MIDDLESEX, NJ – Victor Zeiser has developed a natural feel for David Summers’ lighting style. It’s easy to see why too. For years, Summers has done a masterful job touring with rigs designed by Zeiser’s Squeek Lights.
So, when Zeiser and his partner Steve Kosiba created a rig for Summers to use on a recent pay-for-view livestream by metal giants August Burns Red, they knew exactly what to do to bring out the best in his work.
“Victor and Steve deserve a lot of credit,” said Summers. “The rigs they put together elevate your lighting. In my case, they know I love symmetry, so it’s there in the rig. Everything is done to facilitate the creation of big patterns, which is something I love to do.”
Bigness and boldness were everywhere to be seen in the Saturday night livestream, which was done to mark the 10th anniversary of the band’s seminal album “Leveler.” Shot at Aurora Film’s studio in Rock Lititz, the livestream featured August Burn Red’s largest-ever lighting package, a rig that was anchored by 37 Rogue R1 BeamWashes and 27 Rogue RH1 Hybrids from CHAUVET Professional.
Summers deployed this collection to create an uninterrupted torrent of unique looks during the livestream, which covered all the songs in Leveler, plus bonus tracks. He set different tones on stage by breaking out a bold rainbow of richly saturated reds, blues, purples, greens and other colors.
“On most shows I program I have to be super sparing with saturated color because I usually don’t have as many lights to work with,” said Summers. “In this case, though, having so many fixtures made it fun to work those deeper tones.”
Much of this color was produced by the Rouge RH1 Hybrid, described by Summers as “the meat and potatoes of this show.” He placed six of the 330W beam-spot fixture on the deck, had eight spread across the upstage on pipe and base, flew five on midstage truss, and hung eight on upstage truss.
“The placement of the hybrids gave me a lot of different ways to cover the band throughout the show,” said Summers. “August Burns Red loves beams so we used generous amounts of them during intense moments.”
Some of those beams were used to create captivating geometric patterns on stage. Summers often framed individual band members with diagonal beams emanating from different directions, endowing the stage with camera friendly dimensionality.
Evoking images of August Burns Red’s roots, Sommers had 24 of his Rogue R1 BeamWash fixtures arranged four apiece on six bars over midstage to create a classic ACL look. “I liked the mood this created,” he said. “Plus, throwing the 24 BeamWashes over the stage in this configuration helped me make the symmetrical looks that I love so much.”

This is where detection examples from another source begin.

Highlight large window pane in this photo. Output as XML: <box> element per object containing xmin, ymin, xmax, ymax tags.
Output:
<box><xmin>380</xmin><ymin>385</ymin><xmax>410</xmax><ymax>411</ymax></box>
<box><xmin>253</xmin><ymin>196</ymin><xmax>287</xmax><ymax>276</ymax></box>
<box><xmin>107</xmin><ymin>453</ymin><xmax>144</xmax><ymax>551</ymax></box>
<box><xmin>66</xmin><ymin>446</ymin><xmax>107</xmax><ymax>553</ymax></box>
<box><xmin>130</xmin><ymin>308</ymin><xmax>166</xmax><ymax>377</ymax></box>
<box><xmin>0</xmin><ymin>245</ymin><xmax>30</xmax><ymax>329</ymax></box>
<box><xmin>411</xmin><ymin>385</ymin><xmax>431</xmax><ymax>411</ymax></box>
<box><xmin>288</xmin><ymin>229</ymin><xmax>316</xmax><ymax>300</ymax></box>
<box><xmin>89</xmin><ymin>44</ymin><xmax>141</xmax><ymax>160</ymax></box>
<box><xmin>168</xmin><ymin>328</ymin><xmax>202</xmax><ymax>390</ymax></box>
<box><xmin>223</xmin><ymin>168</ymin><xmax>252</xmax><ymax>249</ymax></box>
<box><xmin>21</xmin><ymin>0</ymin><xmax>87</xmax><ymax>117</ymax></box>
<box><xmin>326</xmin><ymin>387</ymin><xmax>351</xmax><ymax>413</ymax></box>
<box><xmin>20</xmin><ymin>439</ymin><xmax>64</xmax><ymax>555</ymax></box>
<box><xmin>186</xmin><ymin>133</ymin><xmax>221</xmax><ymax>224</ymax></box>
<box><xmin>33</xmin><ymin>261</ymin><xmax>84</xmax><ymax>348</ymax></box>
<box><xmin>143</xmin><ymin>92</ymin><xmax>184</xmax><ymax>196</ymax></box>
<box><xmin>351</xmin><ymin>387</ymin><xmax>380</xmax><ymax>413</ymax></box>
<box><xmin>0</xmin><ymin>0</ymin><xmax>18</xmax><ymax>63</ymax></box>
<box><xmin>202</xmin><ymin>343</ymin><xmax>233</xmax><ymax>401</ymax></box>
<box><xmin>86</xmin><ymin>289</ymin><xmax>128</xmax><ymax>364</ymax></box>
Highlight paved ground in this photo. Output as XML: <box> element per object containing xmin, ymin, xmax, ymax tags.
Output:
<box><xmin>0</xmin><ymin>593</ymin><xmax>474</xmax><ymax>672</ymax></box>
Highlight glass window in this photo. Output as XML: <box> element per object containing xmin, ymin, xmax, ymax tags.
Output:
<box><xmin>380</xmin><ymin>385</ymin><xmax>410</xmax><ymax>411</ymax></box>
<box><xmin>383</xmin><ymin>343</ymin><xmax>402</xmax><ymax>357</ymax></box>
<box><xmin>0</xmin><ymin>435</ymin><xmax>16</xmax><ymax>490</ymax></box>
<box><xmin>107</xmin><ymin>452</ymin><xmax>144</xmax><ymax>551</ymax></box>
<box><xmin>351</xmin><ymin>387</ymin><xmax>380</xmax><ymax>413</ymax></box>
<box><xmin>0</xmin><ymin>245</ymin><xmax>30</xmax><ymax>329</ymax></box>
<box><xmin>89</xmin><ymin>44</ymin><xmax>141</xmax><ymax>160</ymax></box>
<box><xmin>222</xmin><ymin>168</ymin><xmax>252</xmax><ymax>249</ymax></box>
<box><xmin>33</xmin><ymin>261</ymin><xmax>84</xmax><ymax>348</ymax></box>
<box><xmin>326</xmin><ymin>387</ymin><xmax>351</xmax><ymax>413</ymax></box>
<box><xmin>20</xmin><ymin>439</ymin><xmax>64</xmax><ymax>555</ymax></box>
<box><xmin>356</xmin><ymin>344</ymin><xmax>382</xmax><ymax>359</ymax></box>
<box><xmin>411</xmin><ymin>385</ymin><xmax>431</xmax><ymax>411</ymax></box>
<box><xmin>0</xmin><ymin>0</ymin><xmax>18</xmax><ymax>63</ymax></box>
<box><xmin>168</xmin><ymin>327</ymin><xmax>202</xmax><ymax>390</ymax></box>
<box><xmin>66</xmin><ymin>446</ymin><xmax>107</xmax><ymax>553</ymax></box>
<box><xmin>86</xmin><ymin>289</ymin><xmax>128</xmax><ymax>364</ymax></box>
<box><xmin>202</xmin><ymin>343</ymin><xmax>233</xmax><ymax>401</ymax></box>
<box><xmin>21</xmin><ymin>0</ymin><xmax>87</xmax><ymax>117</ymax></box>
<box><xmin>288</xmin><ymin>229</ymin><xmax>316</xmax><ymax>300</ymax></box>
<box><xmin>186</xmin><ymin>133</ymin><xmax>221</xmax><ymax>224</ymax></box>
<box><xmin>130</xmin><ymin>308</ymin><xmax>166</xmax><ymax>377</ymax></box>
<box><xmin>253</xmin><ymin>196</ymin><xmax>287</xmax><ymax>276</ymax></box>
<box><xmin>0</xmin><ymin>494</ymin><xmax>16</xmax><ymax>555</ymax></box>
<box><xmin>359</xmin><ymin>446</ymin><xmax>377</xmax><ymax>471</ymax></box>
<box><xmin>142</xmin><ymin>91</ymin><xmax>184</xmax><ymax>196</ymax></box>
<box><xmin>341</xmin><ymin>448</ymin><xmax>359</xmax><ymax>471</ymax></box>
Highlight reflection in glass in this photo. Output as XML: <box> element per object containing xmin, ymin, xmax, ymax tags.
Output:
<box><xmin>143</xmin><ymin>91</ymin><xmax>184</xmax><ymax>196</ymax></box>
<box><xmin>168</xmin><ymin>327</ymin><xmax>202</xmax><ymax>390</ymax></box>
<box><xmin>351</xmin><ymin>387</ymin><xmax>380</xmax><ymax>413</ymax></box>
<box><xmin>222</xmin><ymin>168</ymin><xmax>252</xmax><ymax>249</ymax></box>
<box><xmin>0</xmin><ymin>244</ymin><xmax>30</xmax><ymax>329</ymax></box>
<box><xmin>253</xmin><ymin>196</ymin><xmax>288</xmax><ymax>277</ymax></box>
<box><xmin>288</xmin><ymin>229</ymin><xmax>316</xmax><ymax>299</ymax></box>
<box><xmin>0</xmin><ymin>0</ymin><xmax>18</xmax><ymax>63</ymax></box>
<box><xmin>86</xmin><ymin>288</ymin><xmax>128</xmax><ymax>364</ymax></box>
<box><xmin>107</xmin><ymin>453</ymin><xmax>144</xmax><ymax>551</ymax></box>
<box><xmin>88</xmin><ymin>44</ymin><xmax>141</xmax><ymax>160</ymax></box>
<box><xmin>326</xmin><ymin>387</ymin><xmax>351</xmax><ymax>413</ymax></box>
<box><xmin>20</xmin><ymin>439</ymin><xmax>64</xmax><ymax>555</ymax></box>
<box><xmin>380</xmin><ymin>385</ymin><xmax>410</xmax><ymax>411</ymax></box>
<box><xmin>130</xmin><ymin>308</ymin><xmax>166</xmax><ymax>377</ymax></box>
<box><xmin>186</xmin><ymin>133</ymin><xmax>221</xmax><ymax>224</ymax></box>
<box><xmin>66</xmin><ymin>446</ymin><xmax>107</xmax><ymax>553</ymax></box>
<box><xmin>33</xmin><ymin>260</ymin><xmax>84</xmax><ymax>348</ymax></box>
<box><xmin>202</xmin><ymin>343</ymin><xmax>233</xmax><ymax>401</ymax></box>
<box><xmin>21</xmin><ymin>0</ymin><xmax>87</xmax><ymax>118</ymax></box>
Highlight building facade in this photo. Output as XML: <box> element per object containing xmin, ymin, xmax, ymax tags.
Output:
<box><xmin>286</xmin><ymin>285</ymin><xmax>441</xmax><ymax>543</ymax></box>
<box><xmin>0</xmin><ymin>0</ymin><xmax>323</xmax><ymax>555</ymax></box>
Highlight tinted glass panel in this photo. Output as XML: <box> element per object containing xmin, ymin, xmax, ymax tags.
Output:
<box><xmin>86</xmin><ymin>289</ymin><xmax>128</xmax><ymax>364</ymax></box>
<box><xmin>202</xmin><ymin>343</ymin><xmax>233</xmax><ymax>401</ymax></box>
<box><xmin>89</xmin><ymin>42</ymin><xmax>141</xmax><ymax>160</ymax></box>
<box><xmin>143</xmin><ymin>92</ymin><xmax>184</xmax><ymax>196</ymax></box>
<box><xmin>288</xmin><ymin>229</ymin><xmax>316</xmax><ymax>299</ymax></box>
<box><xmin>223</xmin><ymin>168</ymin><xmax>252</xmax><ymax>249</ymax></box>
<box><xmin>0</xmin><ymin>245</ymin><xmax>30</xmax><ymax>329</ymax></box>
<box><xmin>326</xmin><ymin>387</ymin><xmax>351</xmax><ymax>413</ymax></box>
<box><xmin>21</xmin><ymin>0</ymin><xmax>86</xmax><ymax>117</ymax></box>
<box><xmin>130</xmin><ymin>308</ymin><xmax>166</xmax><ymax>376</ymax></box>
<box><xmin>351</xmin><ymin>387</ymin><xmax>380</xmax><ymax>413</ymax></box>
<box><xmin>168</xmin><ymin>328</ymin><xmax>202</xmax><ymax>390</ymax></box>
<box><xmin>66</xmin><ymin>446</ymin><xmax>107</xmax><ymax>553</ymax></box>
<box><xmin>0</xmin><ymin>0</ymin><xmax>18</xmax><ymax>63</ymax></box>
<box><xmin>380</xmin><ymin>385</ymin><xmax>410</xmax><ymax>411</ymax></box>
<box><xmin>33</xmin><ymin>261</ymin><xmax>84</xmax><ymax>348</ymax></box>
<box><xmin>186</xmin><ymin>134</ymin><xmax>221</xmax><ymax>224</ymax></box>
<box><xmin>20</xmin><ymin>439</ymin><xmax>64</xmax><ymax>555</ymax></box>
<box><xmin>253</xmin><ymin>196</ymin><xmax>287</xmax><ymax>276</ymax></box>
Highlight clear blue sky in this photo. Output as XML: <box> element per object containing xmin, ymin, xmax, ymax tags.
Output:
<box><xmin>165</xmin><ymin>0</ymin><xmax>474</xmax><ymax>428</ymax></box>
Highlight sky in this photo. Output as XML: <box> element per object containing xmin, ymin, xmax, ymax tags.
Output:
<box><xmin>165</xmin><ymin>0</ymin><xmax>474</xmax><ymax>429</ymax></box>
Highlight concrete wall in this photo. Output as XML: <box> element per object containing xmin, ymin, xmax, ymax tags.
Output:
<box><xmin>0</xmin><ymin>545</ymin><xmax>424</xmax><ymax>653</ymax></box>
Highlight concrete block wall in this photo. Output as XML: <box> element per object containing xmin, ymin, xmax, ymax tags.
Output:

Summers also varied looks by downlighting three or four band members while leaving the other one or two in shadows. Alternating bright and dark places gave the show a motion driven dynamic quality.
Complementing the lighting was a band of CO2 fire screens behind the band, as well as a collection of lasers. “This rig had a lot of fire power,” said Summers. “I had to add design elements delicately whenever I wanted to highlight another part of the rig during the show to keep things balanced.”
Deftly maintaining this balance, Summers created a show that flowed smoothly, even while serving up big intense looks… just as Victor Zeiser and Steve Kosiba knew he would.